Exposure to extreme heat in pregnancy increases the risk of stillbirth

There is an urgent need for pregnancy-specific guidance during heatwaves, and more research into the impact of heat on stillbirths, say the authors of recent study
A quote card with yellow background from Dr Ana Bonell, Assistant Professor at LSHTM, saying "We urgently need to limit global warming, identify high-risk individuals and develop evidence-based interventions to limit the effects of extreme heat in pregnancy."

Environmental heat exposure is associated with a greater risk of stillbirth in populations around the world, suggests a new expert review of the current evidence.

In total, 19 out of 20 studies included in this review found an association between stillbirth risk and heat. 

According to the research team, led by the London School of Hygiene & Tropical Medicine (LSHTM), this review demonstrates that there is now clear evidence from both tropical and temperate regions on the impact of acute and chronic heat exposure on the risk of stillbirth.

They suggest that more research is needed to understand the complex interplay between confounding risk factors of stillbirths, such as socio-economic status or chronic health conditions, in order to develop and implement interventions against the effects of heat, in the face of climate change.

The findings are published in BJOG: An International Journal of Obstetrics and Gynaecology.

Stillbirths1 occur in high numbers globally, yet they are often overlooked, and actions to reduce them are not included in many national healthcare plans. In addition to cumulative risk factors including access to antenatal care, socioeconomic status, and pregnancy history, environmental factors such as heat can also increase the risk of stillbirth. Although previous reviews of the literature around high temperatures and stillbirth risk exist, there was a lack of evidence at the time they were conducted from lower- and middle-income countries.
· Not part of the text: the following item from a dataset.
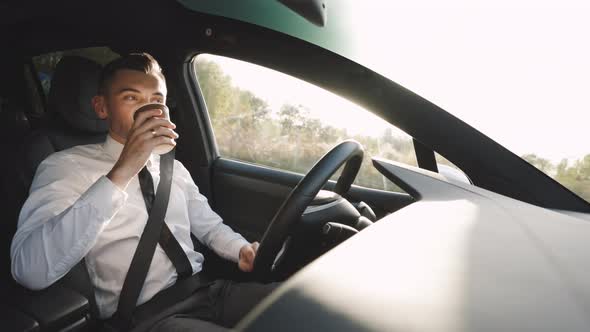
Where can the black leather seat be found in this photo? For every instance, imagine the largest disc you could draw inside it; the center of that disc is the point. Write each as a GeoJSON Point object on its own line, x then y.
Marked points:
{"type": "Point", "coordinates": [70, 121]}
In this article, authors reviewed 20 studies examining the association between heat exposure and stillbirth in countries around the world, including some more recent studies from Africa and Asia. They found that 19 of these studies demonstrated an association between stillbirth risk and both long-term and short-term heat exposure. Though there is variation in methods and measurements used, the review indicates that populations are at an increased risk of stillbirth when they are exposed to temperatures above 90% of the normal temperature range for that location.

During pregnancy, changes occur in the body that affect its ability to regulate temperature, and potentially increase the risk of an overall increase in body temperature. The challenge to maintain a steady temperature is just one of many factors that could cause stillbirth during exposure to heat. Despite the known physiological and environmental risk factors causing stillbirths, an estimated 30% of cases have no clear cause. This review highlights that detailed studies of the heat-health effects on pregnancy in humans are lacking, and it is likely that there are many interacting factors involved, both biological and environmental.
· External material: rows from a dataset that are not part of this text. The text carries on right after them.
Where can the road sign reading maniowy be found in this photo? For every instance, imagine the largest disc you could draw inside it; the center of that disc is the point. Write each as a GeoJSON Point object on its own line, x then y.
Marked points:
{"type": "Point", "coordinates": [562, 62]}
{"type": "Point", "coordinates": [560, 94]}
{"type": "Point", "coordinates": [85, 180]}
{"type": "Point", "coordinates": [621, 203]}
The current public health action to protect against heat exposure is also reviewed by the authors, and while there is no pregnancy-specific guidance on reducing the impacts of heat on stillbirths, methods to reduce the heat health risk in pregnancy more generally are evaluated, as these actions could help to avoid all adverse birth outcomes. Pregnant women are included as vulnerable members of society in international and national guidance on prevention and treatment of heat stress, however this study calls for an increased awareness of heat risks among healthcare workers and clinicians. Authors suggest that pregnant women experiencing additional risk factors such as socio-economic constraints that limit heat avoidance, or those with chronic health conditions, should receive specific advice or referral to high-risk clinics.

In addition to improving targeted guidance, this article highlights key gaps in the evidence base that maternal health communities must focus their research efforts on, particularly in areas most at risk of extreme heat exposure. The authors stress three main priorities: to reduce extreme heat exposure and the health impacts of climate change by accelerating action to limit global warming; to increase access to sustainable cooling solutions; and to consider the complex social, economic and spatial inequalities affecting those at risk from stillbirth when developing education and intervention strategies.

Dr Ana Bonell, Assistant Professor in climate change, maternal health and occupational heat stress at The MRC Unit the Gambia, LSHTM, and lead author of this study, said “Stillbirths remain a terrible tragedy for families, communities and society. Unfortunately progress in maternal health and birth outcomes are increasingly threatened by the impacts of climate change. We urgently need to limit global warming, identify high-risk individuals and develop evidence-based interventions to limit the effects of extreme heat in pregnancy.”


Bonell, A., Part, C., Okomo, U. et al. An expert review of environmental heat exposure and stillbirth in the face of climate change: Clinical implications and priority issuesBJOG: An International Journal of Obstetrics and Gynaecology. 2023; 00: 1–9. DOI: 10.1111/1471-0528.17622

1 The World Health Organization defines stillbirth as fetal death after 28 weeks gestation but before or during birth.